Different communication objects and communication methods
1. Pipeline: one is nameless pipeline and the other is famous pipeline
There is no file node in the file system
Unnamed Pipes
Communication principle:
Pipeline file is a special file, which is implemented by queue.
Creating a file or opening a file in file IO is implemented by the open function, which cannot create a pipeline file. Pipes can only be created with the pipe function.
File open - only ordinary files can be created or opened. It cannot create pipeline files. Pipes can only be created with the pipe function.
Create pipe - pipe
Function form: int pipe(int fd[2]);
#include <unistd.h>
int pipe(int pipefd[2]);
Function: create a pipe for system call: unistd.h
Parameter: is the file descriptor obtained. It can be seen that there are two file descriptors: fd[0] and fd[1]. The pipeline has a read end fd[0] for reading and a write end fd[1] for writing. This rule cannot be changed.

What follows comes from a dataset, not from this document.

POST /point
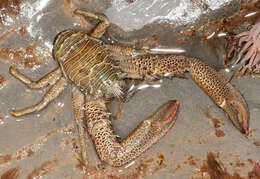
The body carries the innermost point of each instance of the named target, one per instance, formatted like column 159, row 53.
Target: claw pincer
column 147, row 133
column 227, row 97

Return value: success is 0, error is - 1
Example 1: use the pipe function.
#include <unistd.h> #include <stdio.h> #include <stdlib.h> int main() { int fd[2]; int ret; ret=pipe(fd); if(ret<0) { printf("creat pipe failure\n"); return -1; } printf("creat pipe sucess fd[0]=%d,fd[1]=%d\n",fd[0],fd[1]); return 0; }
The results are as follows:
Successfully created pipeline, fd[0]=3,fd[1]=4
The pipeline has a read side fd[0] for reading and a write side fd[1] for writing
#include <unistd.h> #include <stdio.h> #include <stdlib.h> int main() { int fd[2]; int ret; char write_buf[]="hello kiki"; char read_buf[128]={0}; ret=pipe(fd); if(ret<0) { printf("creat pipe failure\n"); return -1; } printf("creat pipe sucess fd[0]=%d,fd[1]=%d\n",fd[0],fd[1]); write(fd[1],write_buf,sizeof(write_buf)); //start read from pipe read(fd[0],read_buf,128); printf("read_buf=%s\n",read_buf); close(fd[0]); close(fd[1]); return 0; }
The results are as follows:
be careful:
-The pipeline is created in memory. When the process ends and the space is released, the pipeline does not exist;
-The things in the pipeline are deleted after reading; Queue - after leaving the queue, the contents of the queue are no longer there
-If there is nothing readable in the pipe, it will be blocked.
Example 2: verify read blocking
#include <unistd.h> #include <stdio.h> #include <stdlib.h> #include <string.h> int main() { int fd[2]; int ret; char write_buf[]="hello kiki"; char read_buf[128]={0}; ret=pipe(fd); if(ret<0) { printf("creat pipe failure\n"); return -1; } printf("creat pipe sucess fd[0]=%d,fd[1]=%d\n",fd[0],fd[1]); write(fd[1],write_buf,sizeof(write_buf)); //start read from pipe read(fd[0],read_buf,128); printf("read_buf=%s\n",read_buf); //second read from pipe memset(read_buf,0,128); read(fd[0],read_buf,128); printf("second read after\n "); close(fd[0]); close(fd[1]); return 0; }
The results are as follows:
Example 3: verify write blocking: you can calculate the size of the pipeline opened by the kernel. sixty-five thousand five hundred and thirty-six
#include <unistd.h> #include <stdio.h> #include <stdlib.h> #include <string.h> int main() { int fd[2]; int ret; int i=0; char write_buf[]="hello kiki"; char read_buf[128]={0}; ret=pipe(fd); if(ret<0) { printf("creat pipe failure\n"); return -1; } printf("creat pipe sucess fd[0]=%d,fd[1]=%d\n",fd[0],fd[1]); while(i<6500) { write(fd[1],write_buf,sizeof(write_buf)); i++; } printf("write pipe end\n"); close(fd[0]); close(fd[1]); return 0; }
The results are as follows:
If the write is blocked and the following printf statement will not be executed, it indicates that the pipeline is full
Example 4: process communication
#include <unistd.h> #include <stdio.h> #include <sys/types.h> #include <stdlib.h> int main() { pid_t pid; int fd[2]; char process_inter=0; int ret=pipe(fd); if(ret<0) { printf("creat pipe failure\n"); return -1; } printf("creat pipe sucess\n"); pid = fork(); if(pid==0) { int i=0; read(fd[0],&process_inter,1);//if pipe empty sleep while(process_inter==0); for(i=0;i<5;i++) { printf("this is child process i=%d\n",i); usleep(100); } } if(pid>0) { int i=0; for(i=0;i<5;i++) { printf("this is parent process i=%d\n",i); usleep(100); } process_inter=1; sleep(3); write(fd[1],&process_inter,1); } while(1); return 0; }
The results are as follows:
Disadvantages of anonymous pipeline: communication between processes that are not parent-child (kinship) cannot be realized.